The reason it's important to keep reminding everyone in America today that Black Lives Matter is because it's a lesson we apparently have failed to learn, for THREE HUNDRED (plus) YEARS.

It's the lessons we DON'T learn that have to be repeated over, and over, and over.

wearily,
Bright

July 10, 2016

"Officer, Can You Help?"

A friend of mine who's now long, long retired from a police force told me once that those words were why he chose to apply to become a police officer.

He wanted to help.

He wanted to protect.

He wanted to make neighborhoods and communities safe and strong.

I asked him, "Was your life ever at risk?"

A few times, he told me. But rarely because of "bad guys shooting at me." Cops get exposed to a lot of dangerous situations.

Once he dove into a lake to free a dog trapped in a sinking boat, which was the only thing close to a bona fide 'hero story' he'd ever tell about working as a cop.

I suspect he could tell more.

He is white. There were "black neighborhoods" in his city and sometimes he was assigned there. He said he didn't feel extraordinarily alert or threatened or risk-conscious there. He was just doing his job.

He knew there was racism on the force he worked for. He knew there were racial tensions in some of the areas he worked. He did what he could to address that, including spending off-time in some of those neighborhoods, volunteering at community centers, participating in pick-up basketball games, eating out at local joints, getting to know people.

But that was then. Forty-plus years ago, when SWAT teams hadn't yet migrated eastward from the West Coast, before President Nixon declared "War on Drugs", before the manufacturers of military hardware decided domestic law enforcement was a fruitful new profit center, before the Endless Oil War supplied police departments with so many recruits with military training and rawly traumatic urban warfare experience.

Forty-plus years ago, when the Civil Rights movement had just accomplished a series of victories and the assassination of Martin Luther King heightened consciousness of just how dangerous racism was for all concerned. No one wanted to set off more Long Hot Summers. De-escalation of racial tension remained a priority even in an essentially racist mostly-white police force in an oh-so-politely racist white northern city.

I've been trying to parse out what I know about the corner law enforcement has backed itself into, with its increasing militarization, paranoia, hyperactive threat assessment reflexes, and above all, racism. How all of those things have combined into a powerful bunker mentality, an us-versus-them stance, empowered by good-old-boy unions complicit with City Hall lawyers.

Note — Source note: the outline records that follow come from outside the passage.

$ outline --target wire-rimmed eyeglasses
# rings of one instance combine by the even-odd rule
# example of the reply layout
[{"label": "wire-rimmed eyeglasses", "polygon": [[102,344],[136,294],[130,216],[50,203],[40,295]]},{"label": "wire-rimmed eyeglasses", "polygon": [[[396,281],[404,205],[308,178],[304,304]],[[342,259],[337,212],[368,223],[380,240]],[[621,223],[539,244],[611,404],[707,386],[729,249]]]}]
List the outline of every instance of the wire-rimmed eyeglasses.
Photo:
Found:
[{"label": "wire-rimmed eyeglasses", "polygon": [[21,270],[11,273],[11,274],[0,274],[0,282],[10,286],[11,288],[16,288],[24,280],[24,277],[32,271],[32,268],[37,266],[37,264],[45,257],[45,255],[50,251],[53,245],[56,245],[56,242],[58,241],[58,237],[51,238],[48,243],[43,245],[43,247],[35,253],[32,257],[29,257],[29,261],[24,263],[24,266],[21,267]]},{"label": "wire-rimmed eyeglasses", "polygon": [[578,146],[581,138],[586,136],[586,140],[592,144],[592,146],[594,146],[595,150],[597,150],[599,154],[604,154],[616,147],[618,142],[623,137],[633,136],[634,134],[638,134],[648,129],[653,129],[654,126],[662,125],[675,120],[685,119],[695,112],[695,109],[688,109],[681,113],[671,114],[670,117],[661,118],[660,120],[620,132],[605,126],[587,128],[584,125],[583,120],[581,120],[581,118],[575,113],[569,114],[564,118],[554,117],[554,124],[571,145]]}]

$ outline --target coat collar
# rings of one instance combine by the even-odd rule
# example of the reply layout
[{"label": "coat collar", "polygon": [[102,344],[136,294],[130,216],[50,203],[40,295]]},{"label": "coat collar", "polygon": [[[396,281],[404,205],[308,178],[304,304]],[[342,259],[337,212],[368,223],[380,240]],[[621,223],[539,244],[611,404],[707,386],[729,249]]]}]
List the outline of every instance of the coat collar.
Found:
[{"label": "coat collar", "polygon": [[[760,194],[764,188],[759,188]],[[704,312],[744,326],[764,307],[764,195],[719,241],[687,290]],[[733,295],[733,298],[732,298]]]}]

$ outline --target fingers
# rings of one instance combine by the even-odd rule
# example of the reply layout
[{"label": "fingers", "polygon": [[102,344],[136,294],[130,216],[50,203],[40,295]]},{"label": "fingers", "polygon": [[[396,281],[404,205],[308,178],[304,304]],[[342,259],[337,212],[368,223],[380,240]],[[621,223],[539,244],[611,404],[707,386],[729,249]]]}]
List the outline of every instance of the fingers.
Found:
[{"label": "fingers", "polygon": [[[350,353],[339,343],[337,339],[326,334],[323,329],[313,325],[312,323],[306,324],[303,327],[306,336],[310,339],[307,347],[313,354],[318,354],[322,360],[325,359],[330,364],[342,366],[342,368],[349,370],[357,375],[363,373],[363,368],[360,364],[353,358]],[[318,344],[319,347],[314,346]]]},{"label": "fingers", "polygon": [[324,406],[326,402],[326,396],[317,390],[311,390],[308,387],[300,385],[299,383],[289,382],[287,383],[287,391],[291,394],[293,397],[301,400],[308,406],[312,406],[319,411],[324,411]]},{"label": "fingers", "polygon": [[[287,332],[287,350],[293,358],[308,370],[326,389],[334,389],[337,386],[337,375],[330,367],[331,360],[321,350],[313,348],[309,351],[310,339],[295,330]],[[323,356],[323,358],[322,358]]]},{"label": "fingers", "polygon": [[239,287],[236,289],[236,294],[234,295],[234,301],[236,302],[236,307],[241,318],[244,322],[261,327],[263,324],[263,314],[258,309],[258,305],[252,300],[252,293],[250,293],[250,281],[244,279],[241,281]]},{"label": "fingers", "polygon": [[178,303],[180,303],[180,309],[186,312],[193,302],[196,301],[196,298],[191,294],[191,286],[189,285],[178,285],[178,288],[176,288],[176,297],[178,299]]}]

It's not going to be easy to change.

The present calls for unity, for de-escalation, for finding common ground, for making change, etc., aren't exactly unprecedented.

But the reality is that until the police departments of America take steady, consistent, and observable actions to change their culture, their recruitment and training practices, their operational doctrines, and their willingness to be accountable to ALL the people in ALL the communities they serve, the spiral will continue in the wrong direction.